総長は、甘くて危険な吸血鬼
敵の攻撃をかわしながらアジトの奥へと進み、中央の大きな階段を登った。
飛鳥馬くんが目を閉じて集中し、空気の流れを読む。
「……うん。間違いない。この先の扉の向こうに天音がいる」
「まずは…天音を突破しなきゃならないな」
桐葉くんのその言葉に、九条くんがため息をつきながらも口元を引き締めた。
「……めんどくさ。

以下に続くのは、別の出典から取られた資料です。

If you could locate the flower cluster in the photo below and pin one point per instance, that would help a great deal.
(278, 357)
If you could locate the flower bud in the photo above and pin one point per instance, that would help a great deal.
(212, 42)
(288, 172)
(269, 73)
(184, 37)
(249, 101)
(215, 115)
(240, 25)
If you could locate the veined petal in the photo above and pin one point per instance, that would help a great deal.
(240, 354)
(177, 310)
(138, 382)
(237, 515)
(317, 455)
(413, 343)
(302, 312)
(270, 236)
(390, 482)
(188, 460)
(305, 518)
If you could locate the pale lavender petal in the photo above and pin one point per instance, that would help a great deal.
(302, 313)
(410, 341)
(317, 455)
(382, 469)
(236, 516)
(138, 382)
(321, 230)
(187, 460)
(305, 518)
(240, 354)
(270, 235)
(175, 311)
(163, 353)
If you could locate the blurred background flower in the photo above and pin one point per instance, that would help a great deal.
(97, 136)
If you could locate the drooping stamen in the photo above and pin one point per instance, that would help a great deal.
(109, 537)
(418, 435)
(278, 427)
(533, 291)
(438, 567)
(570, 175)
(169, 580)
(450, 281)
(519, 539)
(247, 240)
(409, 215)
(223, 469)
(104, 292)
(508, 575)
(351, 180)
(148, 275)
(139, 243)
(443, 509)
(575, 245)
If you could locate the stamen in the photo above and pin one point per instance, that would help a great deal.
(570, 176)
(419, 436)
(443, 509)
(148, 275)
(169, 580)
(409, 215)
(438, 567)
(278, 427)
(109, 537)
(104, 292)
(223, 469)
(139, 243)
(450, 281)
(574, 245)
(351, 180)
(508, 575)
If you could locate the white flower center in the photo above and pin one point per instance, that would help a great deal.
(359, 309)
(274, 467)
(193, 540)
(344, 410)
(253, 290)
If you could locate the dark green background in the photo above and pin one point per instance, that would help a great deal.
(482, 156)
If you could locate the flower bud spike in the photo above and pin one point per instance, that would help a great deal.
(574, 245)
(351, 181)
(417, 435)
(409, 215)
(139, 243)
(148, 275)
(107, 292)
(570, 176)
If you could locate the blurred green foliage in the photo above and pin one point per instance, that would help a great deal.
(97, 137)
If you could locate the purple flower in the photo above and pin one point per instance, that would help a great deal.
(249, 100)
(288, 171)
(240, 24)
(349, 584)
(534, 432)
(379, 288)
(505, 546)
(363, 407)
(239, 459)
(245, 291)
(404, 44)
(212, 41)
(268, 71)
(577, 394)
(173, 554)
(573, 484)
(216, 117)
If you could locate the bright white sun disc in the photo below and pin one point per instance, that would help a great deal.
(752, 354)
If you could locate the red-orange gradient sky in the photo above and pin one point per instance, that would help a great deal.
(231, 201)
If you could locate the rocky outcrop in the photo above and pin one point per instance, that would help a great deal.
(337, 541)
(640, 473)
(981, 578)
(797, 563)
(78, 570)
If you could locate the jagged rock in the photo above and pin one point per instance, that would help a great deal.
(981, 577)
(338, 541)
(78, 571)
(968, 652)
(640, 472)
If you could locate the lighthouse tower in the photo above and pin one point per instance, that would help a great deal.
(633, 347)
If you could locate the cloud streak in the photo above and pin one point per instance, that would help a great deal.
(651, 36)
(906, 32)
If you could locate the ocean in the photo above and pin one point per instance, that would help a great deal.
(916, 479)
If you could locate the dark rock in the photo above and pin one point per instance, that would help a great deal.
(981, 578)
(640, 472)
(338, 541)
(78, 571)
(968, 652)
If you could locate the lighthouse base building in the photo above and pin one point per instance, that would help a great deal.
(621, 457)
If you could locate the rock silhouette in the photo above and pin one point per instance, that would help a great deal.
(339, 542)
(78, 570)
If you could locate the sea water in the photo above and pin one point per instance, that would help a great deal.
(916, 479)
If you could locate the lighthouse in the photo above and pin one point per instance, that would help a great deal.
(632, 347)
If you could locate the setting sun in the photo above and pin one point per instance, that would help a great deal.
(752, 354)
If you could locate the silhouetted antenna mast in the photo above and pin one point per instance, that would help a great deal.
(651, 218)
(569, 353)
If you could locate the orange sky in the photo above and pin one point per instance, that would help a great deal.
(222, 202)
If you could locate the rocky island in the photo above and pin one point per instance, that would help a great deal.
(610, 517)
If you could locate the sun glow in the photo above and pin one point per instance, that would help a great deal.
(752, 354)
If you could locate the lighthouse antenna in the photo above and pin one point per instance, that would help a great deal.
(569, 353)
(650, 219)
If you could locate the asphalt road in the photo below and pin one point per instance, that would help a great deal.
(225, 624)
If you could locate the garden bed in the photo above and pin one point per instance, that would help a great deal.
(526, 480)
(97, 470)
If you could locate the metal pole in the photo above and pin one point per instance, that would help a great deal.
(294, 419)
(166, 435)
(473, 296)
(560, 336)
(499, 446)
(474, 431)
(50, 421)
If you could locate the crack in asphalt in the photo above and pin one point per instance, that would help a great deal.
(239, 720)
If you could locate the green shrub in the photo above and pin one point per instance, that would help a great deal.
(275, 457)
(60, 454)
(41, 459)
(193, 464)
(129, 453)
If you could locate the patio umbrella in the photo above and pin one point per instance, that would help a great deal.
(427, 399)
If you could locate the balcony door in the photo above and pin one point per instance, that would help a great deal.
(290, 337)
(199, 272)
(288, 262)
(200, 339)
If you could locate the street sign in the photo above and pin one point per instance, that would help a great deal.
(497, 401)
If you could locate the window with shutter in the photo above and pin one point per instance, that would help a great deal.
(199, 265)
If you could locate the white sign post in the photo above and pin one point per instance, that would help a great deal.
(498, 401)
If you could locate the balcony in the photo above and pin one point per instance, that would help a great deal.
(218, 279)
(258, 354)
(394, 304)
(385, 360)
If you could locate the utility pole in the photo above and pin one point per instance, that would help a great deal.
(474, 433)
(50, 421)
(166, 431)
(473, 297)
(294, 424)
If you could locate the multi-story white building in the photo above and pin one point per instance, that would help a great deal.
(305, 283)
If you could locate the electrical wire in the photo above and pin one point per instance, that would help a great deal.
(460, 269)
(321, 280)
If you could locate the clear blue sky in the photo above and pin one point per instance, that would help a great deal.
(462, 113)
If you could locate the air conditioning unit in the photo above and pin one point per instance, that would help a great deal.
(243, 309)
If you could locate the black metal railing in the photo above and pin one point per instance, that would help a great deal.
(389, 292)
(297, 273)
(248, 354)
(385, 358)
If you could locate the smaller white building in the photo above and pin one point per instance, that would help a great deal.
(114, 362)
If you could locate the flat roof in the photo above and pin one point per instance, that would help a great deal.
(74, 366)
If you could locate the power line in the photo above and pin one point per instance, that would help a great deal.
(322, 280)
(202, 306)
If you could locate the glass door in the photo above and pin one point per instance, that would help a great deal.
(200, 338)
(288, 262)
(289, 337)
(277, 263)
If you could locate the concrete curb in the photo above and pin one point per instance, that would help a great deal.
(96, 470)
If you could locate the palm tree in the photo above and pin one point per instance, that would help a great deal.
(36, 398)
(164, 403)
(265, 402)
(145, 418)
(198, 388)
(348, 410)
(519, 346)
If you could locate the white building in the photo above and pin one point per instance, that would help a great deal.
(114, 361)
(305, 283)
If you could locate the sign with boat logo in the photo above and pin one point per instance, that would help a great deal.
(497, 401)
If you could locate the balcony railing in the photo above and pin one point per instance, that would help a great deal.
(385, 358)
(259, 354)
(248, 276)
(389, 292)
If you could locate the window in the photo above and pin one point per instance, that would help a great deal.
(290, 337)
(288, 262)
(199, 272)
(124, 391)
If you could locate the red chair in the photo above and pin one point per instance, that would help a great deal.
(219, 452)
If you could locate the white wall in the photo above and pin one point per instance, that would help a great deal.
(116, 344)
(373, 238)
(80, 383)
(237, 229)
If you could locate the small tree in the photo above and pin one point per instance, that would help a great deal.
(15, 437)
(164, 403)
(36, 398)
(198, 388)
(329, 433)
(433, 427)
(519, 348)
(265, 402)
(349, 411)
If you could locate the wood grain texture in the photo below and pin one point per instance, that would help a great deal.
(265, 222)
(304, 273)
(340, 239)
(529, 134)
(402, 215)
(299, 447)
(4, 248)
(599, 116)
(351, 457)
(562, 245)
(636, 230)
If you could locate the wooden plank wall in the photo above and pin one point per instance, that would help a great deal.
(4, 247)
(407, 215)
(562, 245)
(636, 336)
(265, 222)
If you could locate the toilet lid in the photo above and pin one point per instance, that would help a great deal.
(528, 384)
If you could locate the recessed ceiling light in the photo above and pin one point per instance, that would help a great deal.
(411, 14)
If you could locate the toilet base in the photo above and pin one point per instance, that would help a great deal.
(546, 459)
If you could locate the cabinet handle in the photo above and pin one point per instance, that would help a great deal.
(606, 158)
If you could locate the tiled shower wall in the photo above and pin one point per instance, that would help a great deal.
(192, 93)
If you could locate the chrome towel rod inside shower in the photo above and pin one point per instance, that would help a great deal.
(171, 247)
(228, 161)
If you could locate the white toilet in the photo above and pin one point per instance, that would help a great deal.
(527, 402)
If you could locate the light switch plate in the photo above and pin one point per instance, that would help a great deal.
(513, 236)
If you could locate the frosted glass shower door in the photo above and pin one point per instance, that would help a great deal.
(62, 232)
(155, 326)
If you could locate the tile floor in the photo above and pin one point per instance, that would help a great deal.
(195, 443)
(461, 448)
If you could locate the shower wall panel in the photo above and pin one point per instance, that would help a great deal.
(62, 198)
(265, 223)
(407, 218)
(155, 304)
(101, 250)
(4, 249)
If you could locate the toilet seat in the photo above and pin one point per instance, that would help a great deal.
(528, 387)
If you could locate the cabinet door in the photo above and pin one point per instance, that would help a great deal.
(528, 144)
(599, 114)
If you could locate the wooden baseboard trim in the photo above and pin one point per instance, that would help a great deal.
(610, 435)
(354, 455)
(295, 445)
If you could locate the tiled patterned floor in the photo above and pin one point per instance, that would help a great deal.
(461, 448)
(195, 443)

」
吐き出した言葉とは裏腹に、その声音は冷たさよりも“仕方ないな”という諦めと、相手を思いやる色が滲んでいる。
「心配してるくせに」
春流くんに指摘され、むっと睨み返す九条くんだけど、否定はしなかった。
その表情には、かつて仲間として過ごした時間の重みが刻まれているようで。
「……天音をWhite Lillyに誘ったのは俺だ。だから最後まで責任は取る。あいつが心からここに戻って来たいと思うなら…俺は受け入れる」
叶兎くんは扉の前に立ち、自分に言い聞かせるように言った。
深呼吸をし覚悟を決め、重い扉を開く。
その瞬間部屋の奥から足音が近づき…現れたのは、冷ややかな眼差しをした天音だった。
薄暗い部屋の中央に無造作に立ち、その表情はどこか影を帯びている。
「……何しに来た」
瞳は一切笑っておらず、私達が視界に入るや否や重苦しい空気の中小さく言葉を吐いた。